Danes hamstrung in European alliances by inflexible regulations

Virtual exchanges and microcredentials off the table until rules are redrawn

September 30, 2022
Copenhagen, Denmark - January 5, 2011 Nyhavn (New Harbor)in winter. It is waterfront, canal, entertainment district in Copenhagen in Denmark. It is lined by colorful houses, bars, cafes, wooden ships
Source: iStock

Strict regulations are locking frustrated Danish universities out of the most innovative parts of European university alliances, but looming elections mean that red tape is unlikely to be cut any time soon.

Seven universities in Denmark are in European Union-funded alliances, a part of the Erasmus+ programme increasingly focused on the legal integration of higher education within the bloc.

The alliance universities act as guinea pigs for trendy but tricky work on interdisciplinary curricula, challenge-based learning and virtual mobility, all of which can ruffle regulators’ feathers.

Under Danish law, student exchange must involve physical movement between countries, making the accreditation of short study trips tied to longer-term virtual learning impossible.
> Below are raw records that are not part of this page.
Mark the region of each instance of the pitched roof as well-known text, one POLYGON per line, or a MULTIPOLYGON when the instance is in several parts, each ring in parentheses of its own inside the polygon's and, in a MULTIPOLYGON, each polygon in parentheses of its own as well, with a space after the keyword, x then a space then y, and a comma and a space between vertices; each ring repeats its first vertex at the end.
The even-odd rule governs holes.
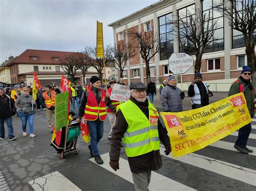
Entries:
POLYGON ((59 64, 60 63, 59 60, 55 60, 53 58, 58 58, 59 59, 64 59, 65 56, 75 53, 76 53, 74 52, 27 49, 5 66, 10 66, 15 63, 59 64), (31 56, 38 57, 38 60, 32 60, 31 56))

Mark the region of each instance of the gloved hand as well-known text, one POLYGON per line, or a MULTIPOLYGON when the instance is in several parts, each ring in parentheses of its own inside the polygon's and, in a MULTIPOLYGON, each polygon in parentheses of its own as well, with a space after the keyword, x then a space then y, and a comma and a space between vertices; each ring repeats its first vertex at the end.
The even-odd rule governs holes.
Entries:
POLYGON ((172 147, 171 147, 171 145, 165 145, 165 151, 164 152, 166 155, 168 155, 172 151, 172 147))
POLYGON ((117 160, 111 160, 109 161, 109 165, 114 171, 117 171, 118 169, 119 169, 119 163, 117 160))

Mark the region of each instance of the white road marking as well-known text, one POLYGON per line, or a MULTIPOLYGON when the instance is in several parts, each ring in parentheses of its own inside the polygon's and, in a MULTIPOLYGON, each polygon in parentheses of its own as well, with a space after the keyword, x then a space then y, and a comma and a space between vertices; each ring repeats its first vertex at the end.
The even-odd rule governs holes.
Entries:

The physical-only definition was “highly problematic” for efforts to make international mobility accessible to disadvantaged students, who might not have the time or resources for longer trips, Kristian Lauta, vice-rector for education at the University of Copenhagen, told Times Higher Education.

Lise Thorup-Pedersen, who leads alliance work at Aalborg University, said joining in with other educational experiments was also impossible.
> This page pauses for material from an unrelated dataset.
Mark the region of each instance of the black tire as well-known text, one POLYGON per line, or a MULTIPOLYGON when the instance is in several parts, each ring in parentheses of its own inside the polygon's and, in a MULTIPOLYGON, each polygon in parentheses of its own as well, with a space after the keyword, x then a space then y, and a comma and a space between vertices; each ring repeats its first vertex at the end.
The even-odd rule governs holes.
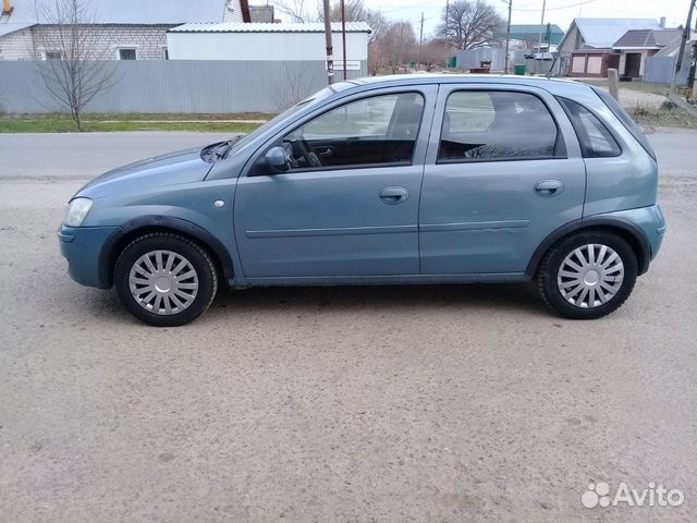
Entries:
MULTIPOLYGON (((140 321, 155 327, 176 327, 193 321, 206 312, 218 291, 216 265, 206 250, 187 238, 169 232, 144 234, 131 242, 117 260, 113 281, 123 306, 140 321), (187 260, 195 271, 195 284, 197 284, 195 297, 191 299, 181 312, 157 314, 142 305, 142 302, 132 294, 130 285, 132 268, 142 259, 142 256, 156 251, 174 253, 187 260)), ((173 305, 173 302, 168 302, 168 305, 173 305)))
MULTIPOLYGON (((598 251, 594 251, 597 256, 598 251)), ((586 252, 586 254, 588 253, 586 252)), ((573 260, 578 262, 577 258, 573 258, 573 260)), ((614 262, 610 263, 609 267, 612 267, 613 265, 614 262)), ((624 239, 611 232, 587 231, 562 239, 553 245, 540 263, 536 276, 536 282, 540 295, 547 305, 549 305, 559 315, 571 319, 597 319, 622 306, 634 289, 637 272, 636 254, 624 239), (586 245, 606 245, 613 250, 622 262, 624 269, 624 277, 621 279, 621 283, 617 283, 620 287, 613 293, 612 297, 609 297, 607 302, 595 306, 588 306, 587 303, 580 303, 580 305, 577 305, 571 302, 571 300, 578 301, 578 296, 584 292, 583 290, 578 296, 565 299, 562 294, 562 290, 560 289, 560 278, 563 278, 563 276, 560 277, 560 268, 562 264, 567 256, 572 255, 572 253, 576 251, 576 248, 580 247, 584 250, 584 246, 586 245)), ((595 273, 590 279, 595 279, 595 273)), ((566 280, 563 281, 565 282, 566 280)), ((573 292, 573 289, 574 288, 572 288, 570 292, 573 292)), ((601 290, 604 292, 606 289, 603 288, 601 290)), ((594 303, 601 302, 598 291, 594 290, 592 292, 595 292, 597 296, 597 300, 594 300, 594 303)))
“Microcredentials cannot be included in the existing study programmes as Danish universities have to pre-qualify and accredit all programmes,” she said. “At the same time, it is not possible to include flexible microcredentials as extracurricular activities in student diplomas, as this is not allowed.”

Copenhagen and Aalborg joined the first wave of EU-funded alliances in 2019, but the government has yet to put forward legislation that would allow their full participation.

“Even though we appreciate the ministry’s efforts to implement updated rules regarding virtual and blended mobility, the process has been prolonged and is not yet concluded,” said Jesper Langergaard, the director of Danish Universities, which represents all eight institutions in talks with the Ministry of Higher Education and Science.

“Universities are concerned that the long process reflects a general lack of political support to international university cooperation.”

They could be forgiven for such suspicions: Danish governments of many stripes have taken positions against internationalisation in recent years.

The previous conservative-liberal coalition cut more than 1,000 places on English-language programmes and switched others to Danish to reduce international student numbers.

The current centre-left but anti-immigration Social Democrat administration has not reversed the policy, which Professor Lauta said was driven by a reluctance to extend generous subsidies and low tuition fees to non-Danish EU students, a requirement under the bloc’s rules for equal treatment.

A rule that inbound and outbound exchanges must be financially balanced is another barrier to full participation in the alliances, he said.

The ministry has plans to table legislation removing the red tape before summer 2023, said Mr Langergaard, but political changes might make that promise hard to keep, with the prime minister, Mette Frederiksen, possibly facing a general election in the near future.

“For the last three years we’ve had, which is really the exception in Denmark, a one-party government. I think it’s safe to assume that will not continue after an election,” said Professor Lauta.